Sacra Notitia

2025
Museum of Fine Arts, Santiago, Chile

Installation As part of the exhibition: "Janet Toro. Radical Intimacy. Overflows and Gestures," curated by Cecilia Fajardo-Hill National

Production: Pamela Fuentes, Alejandra Rivera
Mounting assistance: Adrián Gutierrez, Marcelo Céspedes, Mario Silva

This installation takes the idea from the previous installation, Sacra Fames, from 2010, but transforms it with new elements and meaning. This time, inside a vintage television are marraquetas, Chilean daily bread, used as a popular source of information. A metaphor for false information restricted to neoliberal ideology. Chile ranks third in statistics with an average of six hours of television watching per day, enough time to be exposed to the influence of propaganda and media manipulation.

Regarding information, philosopher Byung-Chul Han, in his book "Infocracia: Digitalization and the Crisis of Democracy," tells us on page 81: "Information is additive and cumulative. Truth, on the other hand, is narrative and exclusive." And on page 82: "The crisis of truth is always a crisis of society. Without truth, society disintegrates internally.
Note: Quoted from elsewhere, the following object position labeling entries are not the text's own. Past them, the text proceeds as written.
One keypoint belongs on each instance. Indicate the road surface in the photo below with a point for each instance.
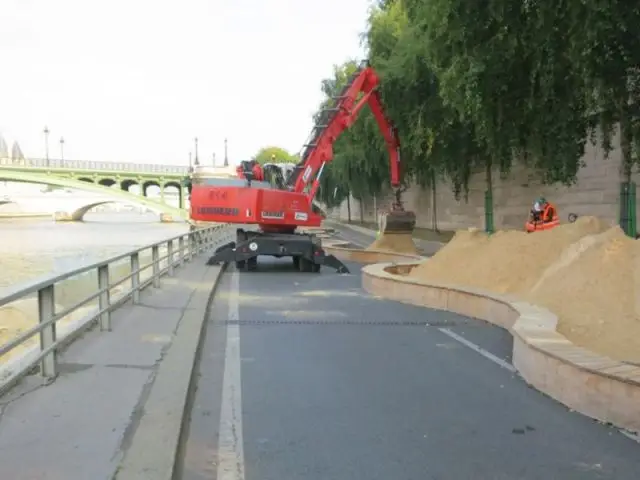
(305, 376)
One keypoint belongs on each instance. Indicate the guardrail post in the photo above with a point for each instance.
(104, 300)
(155, 261)
(135, 277)
(46, 313)
(181, 251)
(170, 259)
(190, 246)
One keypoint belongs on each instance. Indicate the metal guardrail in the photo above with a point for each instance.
(53, 164)
(188, 245)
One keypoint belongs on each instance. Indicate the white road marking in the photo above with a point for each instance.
(633, 436)
(230, 442)
(478, 349)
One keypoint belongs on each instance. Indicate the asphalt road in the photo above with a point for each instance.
(305, 376)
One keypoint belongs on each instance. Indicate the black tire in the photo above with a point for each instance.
(304, 265)
(252, 264)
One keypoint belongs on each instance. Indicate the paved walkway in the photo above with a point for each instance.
(307, 377)
(364, 236)
(80, 426)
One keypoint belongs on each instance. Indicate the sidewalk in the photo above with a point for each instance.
(80, 426)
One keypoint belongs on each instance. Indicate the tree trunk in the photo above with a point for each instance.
(625, 143)
(434, 207)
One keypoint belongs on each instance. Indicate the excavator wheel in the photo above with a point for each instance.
(397, 222)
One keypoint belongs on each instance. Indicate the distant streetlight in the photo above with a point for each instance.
(46, 144)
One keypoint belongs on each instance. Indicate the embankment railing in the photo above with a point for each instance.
(165, 257)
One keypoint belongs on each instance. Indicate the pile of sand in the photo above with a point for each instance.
(395, 242)
(585, 272)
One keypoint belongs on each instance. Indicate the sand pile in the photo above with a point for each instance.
(21, 315)
(597, 297)
(585, 272)
(507, 261)
(395, 242)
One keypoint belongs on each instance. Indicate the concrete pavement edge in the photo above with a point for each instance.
(155, 446)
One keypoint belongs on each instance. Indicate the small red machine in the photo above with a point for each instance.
(279, 211)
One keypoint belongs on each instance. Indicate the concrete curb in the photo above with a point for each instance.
(596, 386)
(154, 449)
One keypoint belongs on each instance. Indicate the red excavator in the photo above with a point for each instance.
(285, 203)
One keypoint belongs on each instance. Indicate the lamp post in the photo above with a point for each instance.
(46, 144)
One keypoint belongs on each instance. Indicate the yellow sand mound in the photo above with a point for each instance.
(585, 272)
(395, 242)
(597, 297)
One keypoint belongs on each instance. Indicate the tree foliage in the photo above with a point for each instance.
(266, 155)
(476, 86)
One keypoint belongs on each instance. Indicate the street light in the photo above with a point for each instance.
(46, 144)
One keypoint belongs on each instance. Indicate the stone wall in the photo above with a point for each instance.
(596, 193)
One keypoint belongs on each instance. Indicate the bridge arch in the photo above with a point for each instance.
(89, 186)
(147, 184)
(78, 214)
(127, 184)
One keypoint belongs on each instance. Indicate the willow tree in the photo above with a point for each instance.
(504, 71)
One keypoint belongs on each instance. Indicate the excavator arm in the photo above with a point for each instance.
(335, 120)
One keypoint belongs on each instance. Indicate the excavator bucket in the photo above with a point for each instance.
(397, 221)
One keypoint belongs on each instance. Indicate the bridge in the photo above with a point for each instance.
(114, 181)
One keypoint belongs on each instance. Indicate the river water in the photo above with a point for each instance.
(40, 248)
(32, 248)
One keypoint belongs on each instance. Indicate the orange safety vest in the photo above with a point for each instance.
(550, 213)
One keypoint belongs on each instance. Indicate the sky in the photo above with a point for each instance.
(138, 80)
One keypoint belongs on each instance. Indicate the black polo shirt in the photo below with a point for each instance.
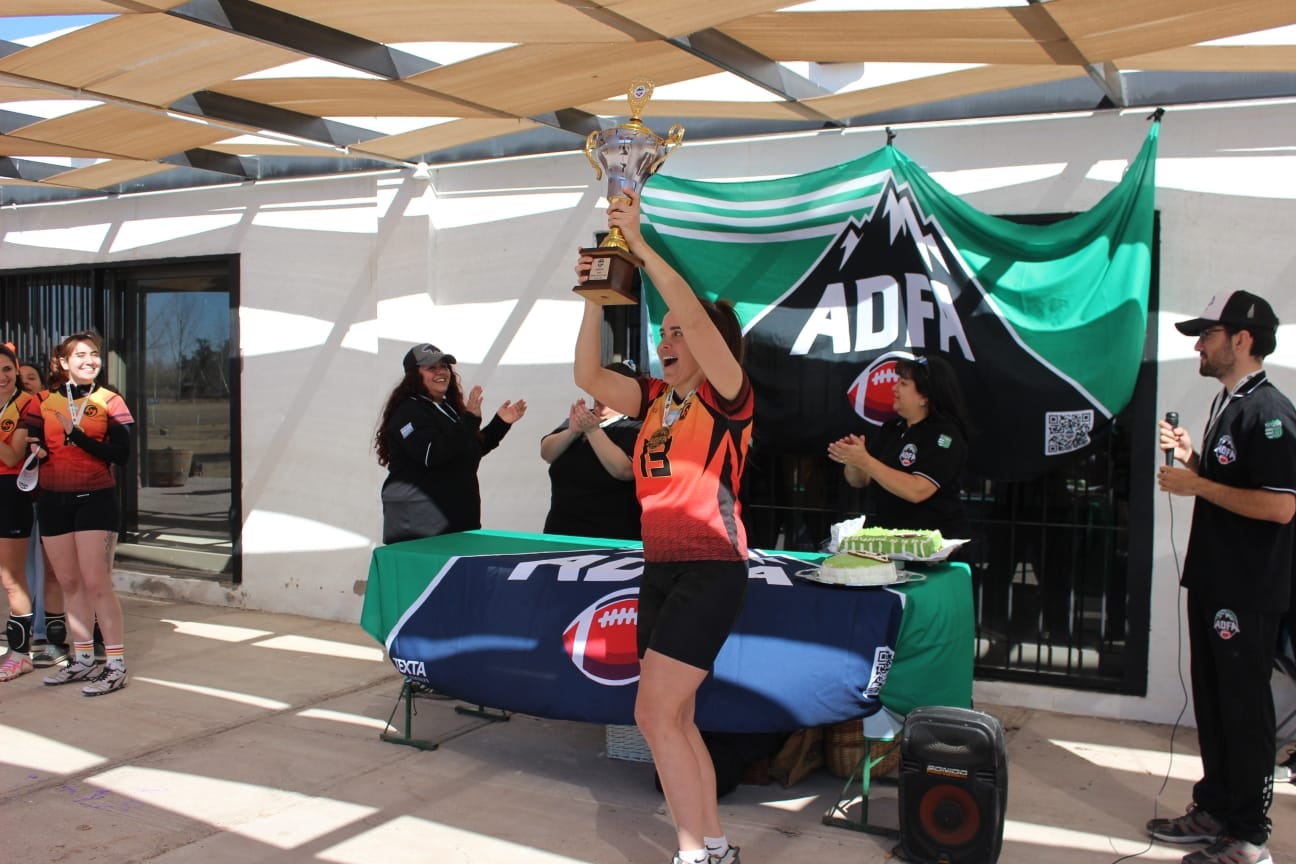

It is then held together only by external and instrumental economic relations."

Within the installation, an empty chair sits in a brackish space, the floor of which is composed of thick layers of salt, bordered in a circular pattern by white cobblestones.

Salt, a fundamental element for human life, plays an important role in physiological functions. Along with other elements, it conducts electricity. But here, the salt accumulated in this way leads us to a stark reality, a barren, white space that contrasts with the black canvas on the front wall, alluding to another, dark reality, one that doesn't appear in the information broadcast on television—a patterned incongruity where the truth is submerged in economic interests.

There are different historical meanings for salt. Egyptian priests urged people to sprinkle it on cities destroyed by wars and epidemics to ward off demons and evil. Salt also has negative connotations; in biblical writings it says that the wicked: "Let him be given a house in the desert and shelter in a salty land" (Job, 39, 6).